When you add a new assembly or accept a test report, check the State Report Properties accordion on the assembly's Details tab. Filling those fields in right then (while the record is already open) prevents the year-end scramble.

Check data quality before the report is due

When you run a state report, SwiftComply flags data issues at the top — duplicate serial numbers, bypass assemblies without a target, bypass targets at the wrong location, and similar. Each flag has a (view) link that jumps to the problem record so you can fix it.

Run the report earlier in the year than you strictly need. Giving yourself time to chase down data-quality flags is the single biggest difference between a smooth submission and a scramble.

Understand what the report pulls

Every state's report is different — Washington's Part 3B/3C structure doesn't look like California's or Colorado's. Once you've run yours for the first time, spend a few minutes reviewing the sections so you know which SwiftComply fields feed each count.
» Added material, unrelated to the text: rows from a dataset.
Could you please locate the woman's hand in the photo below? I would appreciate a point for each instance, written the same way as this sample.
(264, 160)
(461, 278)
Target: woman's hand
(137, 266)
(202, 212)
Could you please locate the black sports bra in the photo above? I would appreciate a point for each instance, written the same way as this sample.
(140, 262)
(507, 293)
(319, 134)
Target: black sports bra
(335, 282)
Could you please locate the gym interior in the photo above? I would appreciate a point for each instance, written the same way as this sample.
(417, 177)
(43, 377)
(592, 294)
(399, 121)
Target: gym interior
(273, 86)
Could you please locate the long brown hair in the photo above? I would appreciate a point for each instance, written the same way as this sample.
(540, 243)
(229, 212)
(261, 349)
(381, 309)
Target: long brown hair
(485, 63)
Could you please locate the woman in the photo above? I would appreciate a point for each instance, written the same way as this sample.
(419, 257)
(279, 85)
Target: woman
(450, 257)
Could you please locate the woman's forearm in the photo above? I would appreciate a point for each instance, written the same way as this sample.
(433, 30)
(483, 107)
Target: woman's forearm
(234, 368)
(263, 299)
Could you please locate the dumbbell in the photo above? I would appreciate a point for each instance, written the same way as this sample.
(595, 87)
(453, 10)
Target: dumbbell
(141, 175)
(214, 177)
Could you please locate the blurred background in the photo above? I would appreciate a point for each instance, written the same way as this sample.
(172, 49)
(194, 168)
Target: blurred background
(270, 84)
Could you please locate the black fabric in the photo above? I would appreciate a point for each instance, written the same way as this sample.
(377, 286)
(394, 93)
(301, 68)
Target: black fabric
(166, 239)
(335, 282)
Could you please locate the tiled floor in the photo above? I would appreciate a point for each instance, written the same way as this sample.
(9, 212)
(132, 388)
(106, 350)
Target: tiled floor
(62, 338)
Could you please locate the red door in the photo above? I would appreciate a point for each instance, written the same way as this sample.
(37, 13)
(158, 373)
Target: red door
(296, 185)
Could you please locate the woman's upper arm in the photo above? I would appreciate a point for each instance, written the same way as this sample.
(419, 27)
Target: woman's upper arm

That way, when something's off, you know where to look.


Changing What's in the Report

State report templates are configured by SwiftComply — authority users can't modify them from the UI. If you think the report is missing data, double-counting something, or miscategorizing an assembly, contact your CSM. We can look at the template and work with you on adjustments.


FAQ

Q: I'm in a state that's not currently supported. What appears on my assembly records?

A: No State Report Properties accordion appears on the Details tab, and no state report is available from the State Reports page. If you need state reporting added, let your CSM know — they can scope the work to add your state's template.

Q: If I correct historical data, will past state reports update automatically?

A: Yes. State reports pull live data from SwiftComply the moment you render them. If you correct data after you already submitted the report to your regulator, re-running the same year will show the corrected numbers. That's why saving a PDF at submission time matters — see Running and Generating State Reports.

Q: Can I generate a state report for multiple years at once?

A: No. You run one year at a time from the Select a Year dropdown. Switching years re-renders instantly, though, so comparing years is fast.

Q: Where exactly do I find the state-specific fields on an assembly?

A: On the assembly detail page → DETAILS tab → State Report Properties accordion (expanded by default). See Using Custom and State Report Fields on Assemblies for the full walkthrough.